Aku
duduk termenung dalam sunyi, sepi. Ini malam hari. Inilah raja dari segala
suasana, Ya, suasana malam memang merajai segala-galanya, entahlah. Yang pasti
aku menyukai suasana malam. Semua tenang, semua tentram walau dengan bisingnya
kendaraan lalu lalang, atau suara penyanyi jalanan yang aku rasa semakin malam
semakin merdu, atau karena aku saja yang terlalu menghayatinya??
Masih
di pinggir jalan, di sebuah angkringan tua. Sudah rapuh memang kayu penjaja makanan
ini, sejalan dengan usia kakek. Sejauh ini kesetiaanku kepada kakekku dan
penyambung hidup kita masih sangat kuat, bahkan aku tak mau lepas dengan hal
itu, malam, kakek serta angkringan tuanya. Ada cinta disetiap malam
diantara aku, kakek, serta angkringan ini. Sangat membahagiakan.

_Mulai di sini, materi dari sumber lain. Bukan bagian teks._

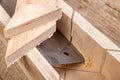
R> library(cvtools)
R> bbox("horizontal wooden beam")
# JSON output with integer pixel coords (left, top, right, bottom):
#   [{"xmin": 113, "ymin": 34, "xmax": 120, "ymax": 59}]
[{"xmin": 4, "ymin": 4, "xmax": 61, "ymax": 38}]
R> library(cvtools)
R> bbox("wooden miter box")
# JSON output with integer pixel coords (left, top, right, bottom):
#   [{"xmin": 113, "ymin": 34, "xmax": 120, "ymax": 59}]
[{"xmin": 0, "ymin": 0, "xmax": 120, "ymax": 80}]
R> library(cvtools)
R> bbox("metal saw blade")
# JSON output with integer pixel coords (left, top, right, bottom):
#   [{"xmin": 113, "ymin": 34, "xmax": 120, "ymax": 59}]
[{"xmin": 37, "ymin": 32, "xmax": 84, "ymax": 65}]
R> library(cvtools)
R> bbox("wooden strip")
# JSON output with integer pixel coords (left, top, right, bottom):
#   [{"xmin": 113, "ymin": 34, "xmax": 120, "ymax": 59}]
[
  {"xmin": 57, "ymin": 0, "xmax": 73, "ymax": 41},
  {"xmin": 28, "ymin": 48, "xmax": 62, "ymax": 80},
  {"xmin": 6, "ymin": 21, "xmax": 56, "ymax": 65},
  {"xmin": 0, "ymin": 0, "xmax": 17, "ymax": 16},
  {"xmin": 0, "ymin": 3, "xmax": 62, "ymax": 80},
  {"xmin": 4, "ymin": 4, "xmax": 61, "ymax": 38},
  {"xmin": 15, "ymin": 0, "xmax": 56, "ymax": 12},
  {"xmin": 0, "ymin": 5, "xmax": 10, "ymax": 45},
  {"xmin": 65, "ymin": 0, "xmax": 120, "ymax": 61},
  {"xmin": 102, "ymin": 51, "xmax": 120, "ymax": 80}
]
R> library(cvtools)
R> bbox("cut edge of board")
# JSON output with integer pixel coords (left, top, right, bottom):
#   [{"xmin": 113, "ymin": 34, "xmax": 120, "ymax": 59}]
[
  {"xmin": 5, "ymin": 22, "xmax": 56, "ymax": 67},
  {"xmin": 73, "ymin": 11, "xmax": 120, "ymax": 62},
  {"xmin": 4, "ymin": 4, "xmax": 62, "ymax": 38}
]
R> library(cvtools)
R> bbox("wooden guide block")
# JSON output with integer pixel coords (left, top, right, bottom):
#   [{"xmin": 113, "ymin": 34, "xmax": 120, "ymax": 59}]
[
  {"xmin": 4, "ymin": 4, "xmax": 62, "ymax": 38},
  {"xmin": 6, "ymin": 21, "xmax": 56, "ymax": 65}
]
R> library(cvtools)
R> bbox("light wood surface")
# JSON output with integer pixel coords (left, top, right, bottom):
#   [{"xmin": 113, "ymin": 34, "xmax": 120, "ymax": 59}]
[
  {"xmin": 6, "ymin": 21, "xmax": 56, "ymax": 65},
  {"xmin": 0, "ymin": 1, "xmax": 59, "ymax": 80},
  {"xmin": 0, "ymin": 5, "xmax": 10, "ymax": 45},
  {"xmin": 4, "ymin": 4, "xmax": 61, "ymax": 38}
]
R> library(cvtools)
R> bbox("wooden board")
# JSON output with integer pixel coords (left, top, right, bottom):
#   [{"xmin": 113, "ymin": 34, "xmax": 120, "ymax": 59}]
[
  {"xmin": 0, "ymin": 0, "xmax": 17, "ymax": 16},
  {"xmin": 61, "ymin": 0, "xmax": 120, "ymax": 71},
  {"xmin": 15, "ymin": 0, "xmax": 56, "ymax": 12},
  {"xmin": 6, "ymin": 21, "xmax": 56, "ymax": 65},
  {"xmin": 57, "ymin": 0, "xmax": 73, "ymax": 41},
  {"xmin": 4, "ymin": 4, "xmax": 61, "ymax": 38},
  {"xmin": 0, "ymin": 5, "xmax": 10, "ymax": 45},
  {"xmin": 0, "ymin": 2, "xmax": 59, "ymax": 80},
  {"xmin": 28, "ymin": 48, "xmax": 63, "ymax": 80},
  {"xmin": 102, "ymin": 51, "xmax": 120, "ymax": 80}
]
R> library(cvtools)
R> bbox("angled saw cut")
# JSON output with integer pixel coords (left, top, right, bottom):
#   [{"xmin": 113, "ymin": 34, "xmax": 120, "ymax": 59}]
[
  {"xmin": 4, "ymin": 0, "xmax": 62, "ymax": 66},
  {"xmin": 4, "ymin": 4, "xmax": 61, "ymax": 38}
]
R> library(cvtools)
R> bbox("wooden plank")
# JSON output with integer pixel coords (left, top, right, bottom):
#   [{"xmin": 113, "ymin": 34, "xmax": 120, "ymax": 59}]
[
  {"xmin": 6, "ymin": 21, "xmax": 56, "ymax": 65},
  {"xmin": 62, "ymin": 0, "xmax": 120, "ymax": 71},
  {"xmin": 0, "ymin": 5, "xmax": 10, "ymax": 45},
  {"xmin": 57, "ymin": 0, "xmax": 73, "ymax": 41},
  {"xmin": 4, "ymin": 4, "xmax": 61, "ymax": 38},
  {"xmin": 15, "ymin": 0, "xmax": 56, "ymax": 12},
  {"xmin": 0, "ymin": 0, "xmax": 17, "ymax": 16},
  {"xmin": 102, "ymin": 51, "xmax": 120, "ymax": 80},
  {"xmin": 28, "ymin": 48, "xmax": 62, "ymax": 80},
  {"xmin": 0, "ymin": 3, "xmax": 62, "ymax": 80}
]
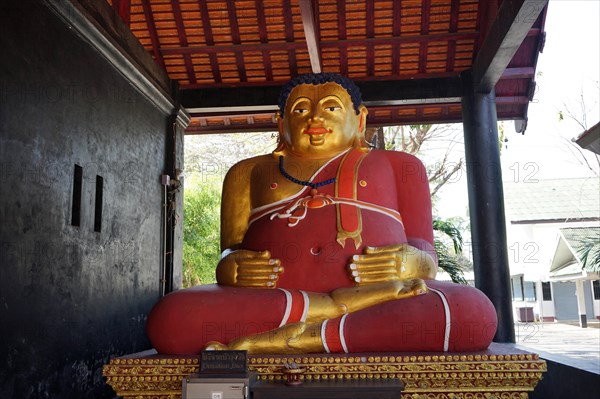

Aku hidup berdua dengan kakek. Dari aku usia 3 tahun hingga kini
aku berusia 21 tahun. Kata kakek, Ibu bapakku pergi meninggalkan ku entah
kemana, mereka pamit merantau saat aku berusia 3 tahun, tanpaku. Tanpa alamat
tujuan rantauan mereka. Benar, aku dititipkan ke kakek oleh kedua orang tuaku
dan hingga saat ini aku beranjak dewasa mereka tak kembali, tak pernah kembali
walau kabar saja aku dan kakek tak menerima sama sekali. Aku tak memiliki kakak
atau adik (mungkin), sementara itu nenekku sudah tiada bahkan 5 bulan sebelum
aku dilahirkan.
Sesak
kurasa menjadi seorang kakekku, ditinggal mati sang istri, kemudian anak serta
menantunya. Pernah aku berkata, "Kek,
maafkan ibu dan bapakku telah merepotkanmu dengan menitipkan ku disini tanpa
ada tanggung jawab jangka panjang lagi". Dengan senyumnya yang kurasa
lucu dia menjawab, "Kamu ini
ngomongnya kok kayak gitu, aku malah bingung, mau seperti apa mengungkapkan
kebahagiaan yang luar biasa ini karena di umurku yang sudah kepala 7 punya cucu
segagah kamu, seganteng kamu, serajin kamu, sesayang kamu sama kakek".
Demi Allah, lega luar biasa mendengar ucapannya seperti itu, semenjak itu, aku
tak lagi menyinggung mengenai ibu bapakku lagi ke kakek kecuali dia yang
memulainya sendiri.
Di suatu malam, di
angkringan, "Jeruk anget 1." seorang perempuan setengah baya
duduk di sudut angkringan. "Bikinkan jeruk anget satu,
Mas", ujar kakekku menyuruhku untuk membuatkannya karena kebetulan dia
sedang sibuk menghitung berapa tusuk sate yang akan didagangkannya malam ini.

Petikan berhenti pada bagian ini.